Em muitas periferias sobretudo, grande parte do que alguém conseguiu na comunidade foi tendo a igreja como articuladora importante (a casa construída, o emprego, os remédios, a comida, a internação, o cuidado dos filhos, etc.).

Não é fácil realmente considerar que, numa sociedade onde os mais pobres e desassistidos se "acostumaram" com a morte, e nunca tiveram cuidado e atenção, o empenho, de uma hora para a outra, por uma vacina que "salvará a vida de todos" seja tão mais "crível" do que a afirmação do seu pastor ou pastora, de que tudo não passa de um "plano" com algum fim diferente do que Deus deseja.

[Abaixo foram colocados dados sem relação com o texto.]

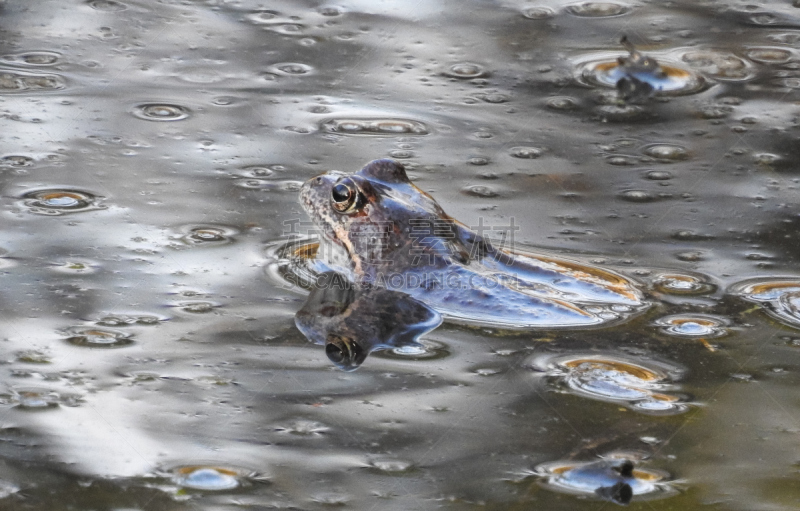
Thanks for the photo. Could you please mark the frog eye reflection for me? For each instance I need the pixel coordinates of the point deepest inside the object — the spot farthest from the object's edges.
(344, 196)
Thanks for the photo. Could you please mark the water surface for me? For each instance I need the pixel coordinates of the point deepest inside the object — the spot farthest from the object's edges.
(152, 151)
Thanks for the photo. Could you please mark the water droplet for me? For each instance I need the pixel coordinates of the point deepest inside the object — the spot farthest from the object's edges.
(14, 160)
(35, 399)
(33, 58)
(17, 81)
(676, 284)
(672, 81)
(384, 127)
(197, 307)
(265, 16)
(720, 65)
(765, 158)
(208, 235)
(401, 154)
(33, 357)
(161, 112)
(666, 153)
(693, 325)
(421, 350)
(107, 5)
(527, 152)
(480, 191)
(767, 55)
(621, 113)
(292, 69)
(658, 175)
(97, 338)
(639, 384)
(303, 427)
(780, 298)
(293, 29)
(538, 12)
(465, 70)
(562, 103)
(621, 160)
(225, 100)
(637, 196)
(207, 478)
(59, 202)
(391, 466)
(597, 9)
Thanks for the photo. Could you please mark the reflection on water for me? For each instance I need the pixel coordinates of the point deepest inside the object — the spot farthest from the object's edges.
(353, 322)
(151, 150)
(616, 478)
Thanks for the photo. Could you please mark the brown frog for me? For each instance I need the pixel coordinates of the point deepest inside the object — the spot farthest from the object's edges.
(641, 75)
(379, 229)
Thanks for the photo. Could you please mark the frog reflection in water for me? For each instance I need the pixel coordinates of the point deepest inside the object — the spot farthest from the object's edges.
(352, 321)
(380, 230)
(641, 75)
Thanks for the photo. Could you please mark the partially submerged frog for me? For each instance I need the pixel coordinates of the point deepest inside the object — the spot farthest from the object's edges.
(642, 75)
(380, 230)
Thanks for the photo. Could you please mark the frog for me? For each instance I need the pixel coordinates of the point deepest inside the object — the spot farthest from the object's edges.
(641, 76)
(379, 229)
(353, 321)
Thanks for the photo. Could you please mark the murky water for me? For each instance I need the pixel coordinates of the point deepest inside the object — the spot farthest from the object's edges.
(151, 157)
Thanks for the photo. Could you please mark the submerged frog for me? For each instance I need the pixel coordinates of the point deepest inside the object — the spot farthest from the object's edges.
(642, 75)
(381, 230)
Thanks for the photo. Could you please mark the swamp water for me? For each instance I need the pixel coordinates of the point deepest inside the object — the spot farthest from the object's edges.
(151, 155)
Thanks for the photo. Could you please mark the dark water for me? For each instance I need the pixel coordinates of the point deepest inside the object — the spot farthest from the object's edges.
(153, 150)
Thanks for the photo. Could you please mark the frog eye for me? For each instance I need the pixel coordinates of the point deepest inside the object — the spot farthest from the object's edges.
(344, 196)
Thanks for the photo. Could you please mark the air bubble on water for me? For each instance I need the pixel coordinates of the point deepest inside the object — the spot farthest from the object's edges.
(197, 306)
(209, 477)
(391, 466)
(598, 9)
(91, 337)
(303, 428)
(538, 12)
(401, 154)
(54, 201)
(482, 191)
(12, 81)
(161, 112)
(693, 325)
(33, 58)
(666, 153)
(465, 71)
(526, 152)
(421, 350)
(208, 235)
(374, 127)
(767, 55)
(75, 267)
(658, 175)
(641, 196)
(779, 297)
(621, 160)
(719, 65)
(107, 5)
(640, 384)
(562, 103)
(680, 284)
(291, 69)
(14, 160)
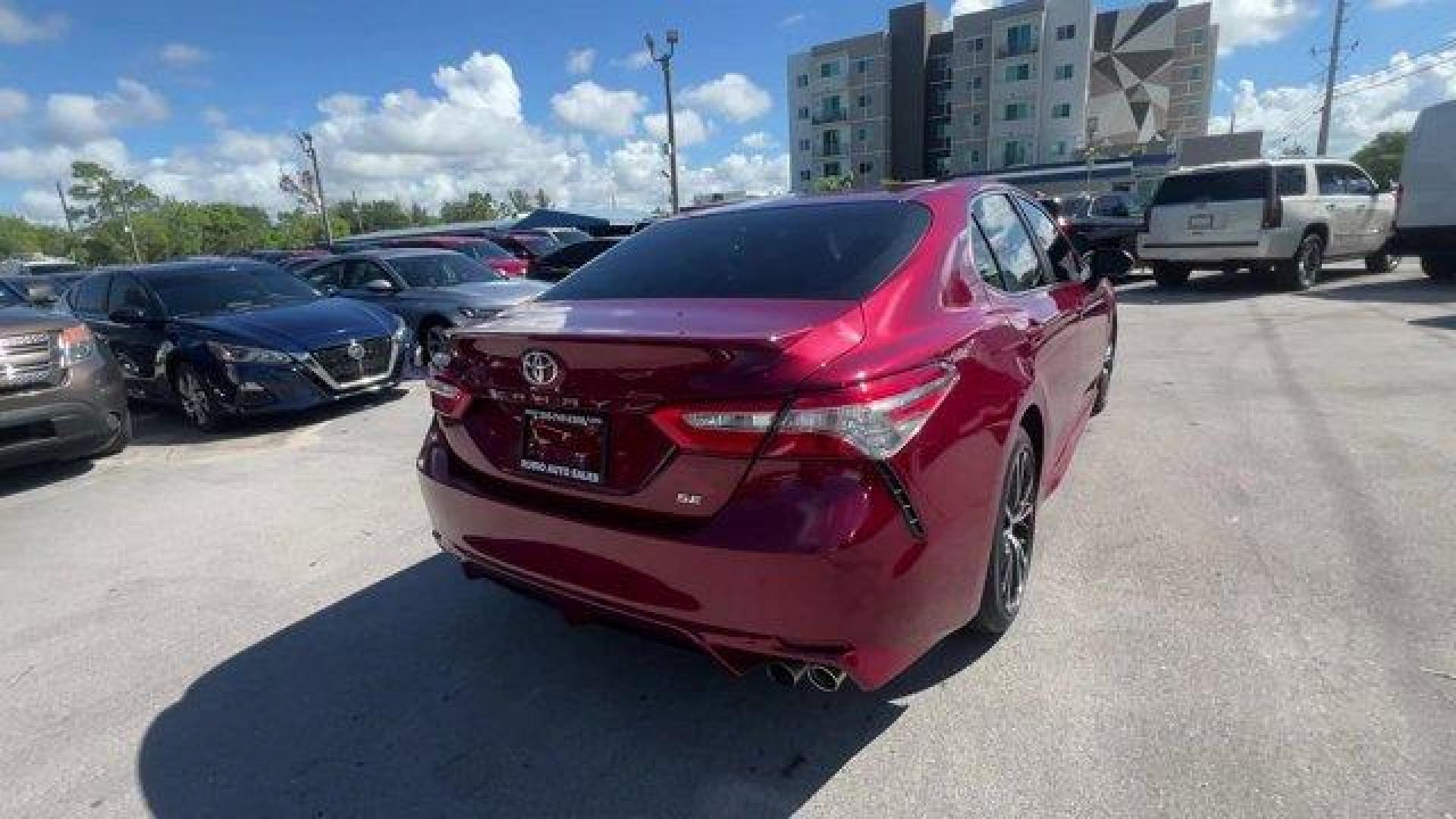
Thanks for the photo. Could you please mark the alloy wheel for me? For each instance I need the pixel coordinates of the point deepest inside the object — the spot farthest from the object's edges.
(1018, 531)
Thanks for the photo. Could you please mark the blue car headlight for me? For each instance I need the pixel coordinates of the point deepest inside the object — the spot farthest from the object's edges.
(243, 354)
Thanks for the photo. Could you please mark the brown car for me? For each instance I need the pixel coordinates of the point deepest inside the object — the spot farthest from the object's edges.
(61, 394)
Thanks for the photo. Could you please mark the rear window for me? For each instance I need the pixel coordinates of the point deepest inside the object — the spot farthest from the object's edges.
(836, 251)
(1215, 187)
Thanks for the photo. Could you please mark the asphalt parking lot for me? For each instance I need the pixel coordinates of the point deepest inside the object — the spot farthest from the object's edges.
(1244, 605)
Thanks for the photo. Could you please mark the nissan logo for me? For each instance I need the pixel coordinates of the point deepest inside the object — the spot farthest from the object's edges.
(539, 368)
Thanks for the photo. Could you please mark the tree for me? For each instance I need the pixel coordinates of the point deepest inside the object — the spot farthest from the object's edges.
(1382, 156)
(519, 200)
(476, 206)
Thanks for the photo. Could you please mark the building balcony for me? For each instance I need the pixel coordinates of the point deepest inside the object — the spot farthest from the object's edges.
(1012, 52)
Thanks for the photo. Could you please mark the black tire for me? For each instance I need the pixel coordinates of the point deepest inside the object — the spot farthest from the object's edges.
(1440, 268)
(197, 401)
(1104, 381)
(1302, 271)
(1171, 275)
(120, 441)
(1009, 560)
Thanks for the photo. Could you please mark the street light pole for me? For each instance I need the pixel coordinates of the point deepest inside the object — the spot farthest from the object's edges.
(666, 61)
(306, 140)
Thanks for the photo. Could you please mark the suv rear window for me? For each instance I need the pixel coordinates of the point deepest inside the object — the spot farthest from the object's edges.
(1215, 186)
(837, 251)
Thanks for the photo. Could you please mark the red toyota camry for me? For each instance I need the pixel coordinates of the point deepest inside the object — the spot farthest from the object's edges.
(807, 433)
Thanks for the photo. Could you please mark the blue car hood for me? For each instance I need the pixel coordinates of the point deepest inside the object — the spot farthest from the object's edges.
(300, 328)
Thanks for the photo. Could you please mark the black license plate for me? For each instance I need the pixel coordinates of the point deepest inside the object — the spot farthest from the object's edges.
(565, 445)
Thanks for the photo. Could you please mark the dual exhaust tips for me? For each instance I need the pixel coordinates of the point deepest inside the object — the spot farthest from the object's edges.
(821, 676)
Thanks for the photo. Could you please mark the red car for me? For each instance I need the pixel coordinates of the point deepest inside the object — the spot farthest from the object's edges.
(804, 433)
(481, 249)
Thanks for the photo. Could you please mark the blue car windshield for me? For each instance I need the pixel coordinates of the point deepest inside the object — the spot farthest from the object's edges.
(228, 290)
(441, 270)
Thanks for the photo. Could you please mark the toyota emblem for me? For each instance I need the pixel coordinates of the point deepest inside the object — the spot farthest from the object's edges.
(539, 368)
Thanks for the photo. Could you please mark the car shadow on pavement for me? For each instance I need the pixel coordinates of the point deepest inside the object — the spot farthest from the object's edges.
(36, 475)
(166, 426)
(430, 695)
(1213, 286)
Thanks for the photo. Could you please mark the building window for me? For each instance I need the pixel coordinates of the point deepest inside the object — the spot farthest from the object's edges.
(1017, 111)
(1014, 153)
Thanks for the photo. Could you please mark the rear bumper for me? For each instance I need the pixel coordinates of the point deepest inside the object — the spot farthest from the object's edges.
(73, 420)
(867, 607)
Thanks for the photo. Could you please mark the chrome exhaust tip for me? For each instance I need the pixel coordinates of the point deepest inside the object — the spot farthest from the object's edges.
(826, 678)
(785, 673)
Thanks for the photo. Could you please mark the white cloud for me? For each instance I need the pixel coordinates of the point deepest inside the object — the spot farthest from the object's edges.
(416, 146)
(14, 102)
(639, 58)
(595, 108)
(758, 140)
(1369, 104)
(689, 127)
(731, 95)
(580, 61)
(18, 28)
(182, 55)
(74, 118)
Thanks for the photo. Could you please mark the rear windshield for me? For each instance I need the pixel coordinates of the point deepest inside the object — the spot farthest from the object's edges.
(1215, 187)
(836, 251)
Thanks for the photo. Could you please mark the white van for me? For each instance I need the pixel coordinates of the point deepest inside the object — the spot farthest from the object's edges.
(1285, 215)
(1426, 212)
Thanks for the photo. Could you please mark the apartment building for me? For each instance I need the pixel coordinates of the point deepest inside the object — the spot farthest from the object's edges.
(1009, 88)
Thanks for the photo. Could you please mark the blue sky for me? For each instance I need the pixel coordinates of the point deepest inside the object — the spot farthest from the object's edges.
(199, 99)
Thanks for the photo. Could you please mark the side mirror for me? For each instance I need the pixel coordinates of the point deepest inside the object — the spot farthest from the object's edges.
(39, 295)
(1106, 264)
(127, 315)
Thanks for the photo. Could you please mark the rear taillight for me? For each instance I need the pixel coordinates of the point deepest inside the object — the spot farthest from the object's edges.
(1273, 212)
(873, 419)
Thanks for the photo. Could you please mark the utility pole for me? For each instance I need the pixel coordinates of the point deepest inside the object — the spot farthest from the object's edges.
(1329, 79)
(126, 219)
(666, 61)
(306, 142)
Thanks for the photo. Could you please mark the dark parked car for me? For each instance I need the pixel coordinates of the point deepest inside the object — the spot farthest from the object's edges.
(560, 264)
(237, 337)
(1106, 221)
(478, 248)
(811, 433)
(61, 394)
(433, 290)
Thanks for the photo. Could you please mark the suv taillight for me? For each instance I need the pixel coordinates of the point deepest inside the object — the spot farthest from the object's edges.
(868, 420)
(1273, 210)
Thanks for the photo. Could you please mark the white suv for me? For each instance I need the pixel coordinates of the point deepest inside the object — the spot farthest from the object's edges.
(1289, 215)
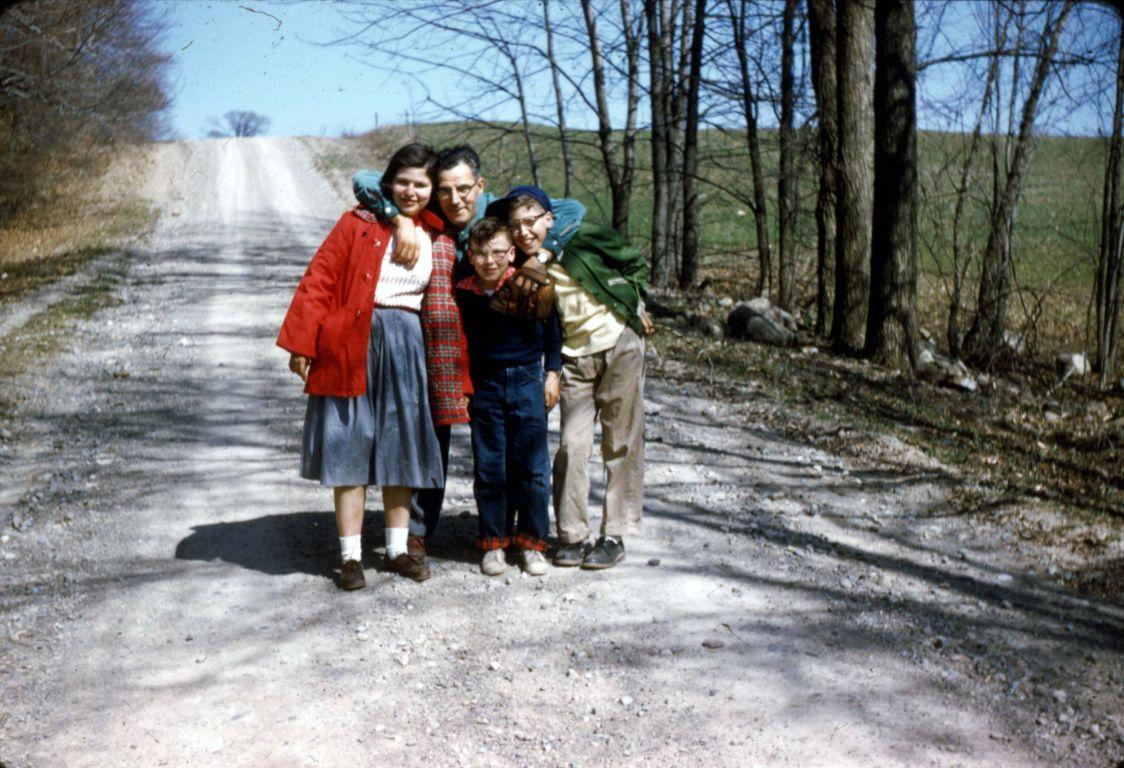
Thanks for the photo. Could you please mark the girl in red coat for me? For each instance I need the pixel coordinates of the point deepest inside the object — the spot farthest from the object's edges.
(354, 332)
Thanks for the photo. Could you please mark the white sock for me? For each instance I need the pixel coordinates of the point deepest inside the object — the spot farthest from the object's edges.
(351, 548)
(396, 541)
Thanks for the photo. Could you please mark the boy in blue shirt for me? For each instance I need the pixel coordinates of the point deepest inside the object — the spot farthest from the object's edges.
(511, 461)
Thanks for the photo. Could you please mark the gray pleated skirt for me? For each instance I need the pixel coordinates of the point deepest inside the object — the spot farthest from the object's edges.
(386, 436)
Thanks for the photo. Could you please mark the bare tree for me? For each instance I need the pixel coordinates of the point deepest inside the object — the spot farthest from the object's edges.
(660, 16)
(984, 340)
(239, 123)
(75, 78)
(739, 24)
(854, 88)
(891, 321)
(960, 258)
(822, 39)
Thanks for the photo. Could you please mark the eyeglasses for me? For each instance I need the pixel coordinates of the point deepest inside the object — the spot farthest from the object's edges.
(463, 190)
(527, 223)
(496, 254)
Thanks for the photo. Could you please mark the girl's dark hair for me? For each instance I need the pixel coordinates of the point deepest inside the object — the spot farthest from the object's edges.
(411, 155)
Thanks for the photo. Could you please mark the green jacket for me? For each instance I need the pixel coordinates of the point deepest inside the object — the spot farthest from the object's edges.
(608, 267)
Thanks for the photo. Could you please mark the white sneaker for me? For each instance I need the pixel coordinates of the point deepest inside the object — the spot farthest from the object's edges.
(493, 563)
(534, 563)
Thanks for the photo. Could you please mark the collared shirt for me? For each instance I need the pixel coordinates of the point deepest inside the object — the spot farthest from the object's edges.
(588, 325)
(568, 216)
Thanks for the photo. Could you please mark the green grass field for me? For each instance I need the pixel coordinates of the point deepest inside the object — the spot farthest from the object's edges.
(1055, 225)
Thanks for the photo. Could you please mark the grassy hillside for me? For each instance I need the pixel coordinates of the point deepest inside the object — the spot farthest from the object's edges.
(1053, 244)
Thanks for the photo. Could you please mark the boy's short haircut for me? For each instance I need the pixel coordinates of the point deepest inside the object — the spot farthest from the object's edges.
(522, 201)
(486, 228)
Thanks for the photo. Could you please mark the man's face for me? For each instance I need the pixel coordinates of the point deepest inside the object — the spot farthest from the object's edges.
(529, 225)
(490, 259)
(458, 192)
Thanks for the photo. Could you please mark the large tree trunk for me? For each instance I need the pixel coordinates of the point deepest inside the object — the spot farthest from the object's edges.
(655, 14)
(688, 272)
(985, 337)
(750, 114)
(677, 123)
(1107, 285)
(528, 136)
(891, 322)
(567, 159)
(660, 17)
(855, 39)
(960, 260)
(632, 102)
(822, 39)
(786, 179)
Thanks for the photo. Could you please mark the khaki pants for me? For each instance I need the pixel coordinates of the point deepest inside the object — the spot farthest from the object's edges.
(610, 384)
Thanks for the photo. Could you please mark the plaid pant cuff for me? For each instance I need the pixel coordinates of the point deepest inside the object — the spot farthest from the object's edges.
(492, 543)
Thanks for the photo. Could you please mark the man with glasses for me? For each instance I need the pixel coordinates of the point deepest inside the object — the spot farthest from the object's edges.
(599, 297)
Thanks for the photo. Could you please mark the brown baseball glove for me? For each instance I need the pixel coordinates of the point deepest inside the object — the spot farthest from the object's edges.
(528, 294)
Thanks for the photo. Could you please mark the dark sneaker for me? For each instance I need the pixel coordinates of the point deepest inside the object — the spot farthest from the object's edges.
(607, 552)
(351, 576)
(571, 556)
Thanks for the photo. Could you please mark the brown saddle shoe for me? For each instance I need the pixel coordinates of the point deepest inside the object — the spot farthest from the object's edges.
(351, 576)
(413, 562)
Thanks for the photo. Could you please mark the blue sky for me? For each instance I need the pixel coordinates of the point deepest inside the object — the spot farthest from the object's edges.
(269, 57)
(226, 57)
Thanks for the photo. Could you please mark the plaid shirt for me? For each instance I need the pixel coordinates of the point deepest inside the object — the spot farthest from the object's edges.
(446, 352)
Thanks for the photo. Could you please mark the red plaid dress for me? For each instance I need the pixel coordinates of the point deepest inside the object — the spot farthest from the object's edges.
(446, 352)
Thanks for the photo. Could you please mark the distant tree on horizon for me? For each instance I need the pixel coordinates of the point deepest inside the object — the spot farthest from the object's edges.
(238, 123)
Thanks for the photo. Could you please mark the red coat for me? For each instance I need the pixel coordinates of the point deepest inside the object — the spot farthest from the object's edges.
(329, 317)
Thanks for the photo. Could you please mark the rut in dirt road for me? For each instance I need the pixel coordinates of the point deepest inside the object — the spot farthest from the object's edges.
(776, 608)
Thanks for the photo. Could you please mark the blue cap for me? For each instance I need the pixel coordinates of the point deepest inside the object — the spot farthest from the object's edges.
(500, 208)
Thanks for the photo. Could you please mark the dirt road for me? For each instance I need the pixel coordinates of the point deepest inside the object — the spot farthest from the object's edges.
(168, 592)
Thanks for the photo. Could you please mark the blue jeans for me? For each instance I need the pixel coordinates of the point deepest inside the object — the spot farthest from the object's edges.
(426, 503)
(511, 471)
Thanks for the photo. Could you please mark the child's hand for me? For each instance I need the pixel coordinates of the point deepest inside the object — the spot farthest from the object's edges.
(406, 242)
(551, 389)
(299, 364)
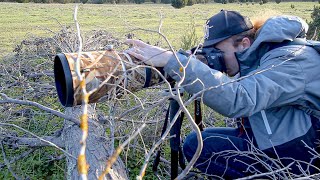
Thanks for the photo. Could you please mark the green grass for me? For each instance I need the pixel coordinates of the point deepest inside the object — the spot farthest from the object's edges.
(20, 20)
(17, 21)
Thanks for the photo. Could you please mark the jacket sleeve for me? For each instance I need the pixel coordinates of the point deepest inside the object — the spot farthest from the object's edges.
(279, 86)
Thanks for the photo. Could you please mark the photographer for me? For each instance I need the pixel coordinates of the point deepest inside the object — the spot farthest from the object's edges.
(277, 100)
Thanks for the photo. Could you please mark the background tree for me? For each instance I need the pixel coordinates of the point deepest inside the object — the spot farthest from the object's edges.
(178, 3)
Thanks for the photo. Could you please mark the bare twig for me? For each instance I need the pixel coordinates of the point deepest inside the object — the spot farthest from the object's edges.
(7, 99)
(7, 162)
(26, 131)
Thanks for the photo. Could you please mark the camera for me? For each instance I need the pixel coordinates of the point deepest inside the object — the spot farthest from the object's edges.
(105, 73)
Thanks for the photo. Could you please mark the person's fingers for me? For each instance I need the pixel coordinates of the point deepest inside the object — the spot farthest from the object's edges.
(136, 42)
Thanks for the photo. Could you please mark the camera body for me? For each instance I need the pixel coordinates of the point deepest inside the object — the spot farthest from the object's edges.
(107, 74)
(211, 56)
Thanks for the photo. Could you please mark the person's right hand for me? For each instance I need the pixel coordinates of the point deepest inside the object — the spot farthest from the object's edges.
(148, 54)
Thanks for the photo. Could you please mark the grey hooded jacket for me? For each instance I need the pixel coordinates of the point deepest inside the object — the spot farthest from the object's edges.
(277, 91)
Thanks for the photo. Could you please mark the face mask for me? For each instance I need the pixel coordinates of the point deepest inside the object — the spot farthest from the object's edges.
(213, 56)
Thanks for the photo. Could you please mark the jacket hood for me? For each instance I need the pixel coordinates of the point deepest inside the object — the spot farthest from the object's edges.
(275, 30)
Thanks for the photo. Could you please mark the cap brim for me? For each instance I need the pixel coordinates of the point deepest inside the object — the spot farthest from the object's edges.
(214, 41)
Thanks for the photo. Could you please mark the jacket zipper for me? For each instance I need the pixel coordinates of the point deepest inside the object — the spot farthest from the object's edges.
(266, 123)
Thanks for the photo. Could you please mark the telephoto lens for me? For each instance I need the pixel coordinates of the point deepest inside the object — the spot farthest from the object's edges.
(106, 73)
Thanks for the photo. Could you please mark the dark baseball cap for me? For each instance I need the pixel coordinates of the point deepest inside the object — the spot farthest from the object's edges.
(224, 25)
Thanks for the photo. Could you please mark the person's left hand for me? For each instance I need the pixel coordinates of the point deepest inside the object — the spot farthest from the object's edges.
(148, 54)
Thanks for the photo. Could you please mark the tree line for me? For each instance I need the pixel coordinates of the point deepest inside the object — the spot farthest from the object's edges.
(174, 3)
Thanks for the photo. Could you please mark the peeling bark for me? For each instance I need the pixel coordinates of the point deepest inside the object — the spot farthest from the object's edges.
(98, 150)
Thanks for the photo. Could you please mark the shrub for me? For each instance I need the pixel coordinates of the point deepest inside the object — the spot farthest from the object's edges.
(178, 3)
(292, 6)
(191, 2)
(166, 1)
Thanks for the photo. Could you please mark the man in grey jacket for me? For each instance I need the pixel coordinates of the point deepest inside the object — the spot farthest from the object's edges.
(277, 96)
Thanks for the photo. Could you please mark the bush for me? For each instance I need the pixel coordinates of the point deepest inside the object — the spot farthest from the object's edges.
(191, 2)
(178, 3)
(166, 1)
(139, 1)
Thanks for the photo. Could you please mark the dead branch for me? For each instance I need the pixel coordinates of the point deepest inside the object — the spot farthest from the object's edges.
(7, 99)
(7, 162)
(41, 139)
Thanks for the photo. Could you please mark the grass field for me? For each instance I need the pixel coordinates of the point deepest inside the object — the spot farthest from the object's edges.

O Brasil tem um agravante na resistência às vacinas, que é a própria hostilidade pública do presidente. Em dezembro, Bolsonaro disse categoricamente que não irá se vacinar, e se sua vida corria risco, isso era um problema dele. Nesta semana, mesmo após o Ministério da Saúde anunciar a compra da CoronaVac, o presidente fez piada sobre a eficácia média da vacina, de 50,3%.

A luta pela vacinação só está começando. As conspirações já começam a surgir. Vai ser necessário um empenho coletivo e sério, para não negligenciar dos possíveis efeitos desinformadores do fundamentalismo religioso aliado do governo Bolsonaro.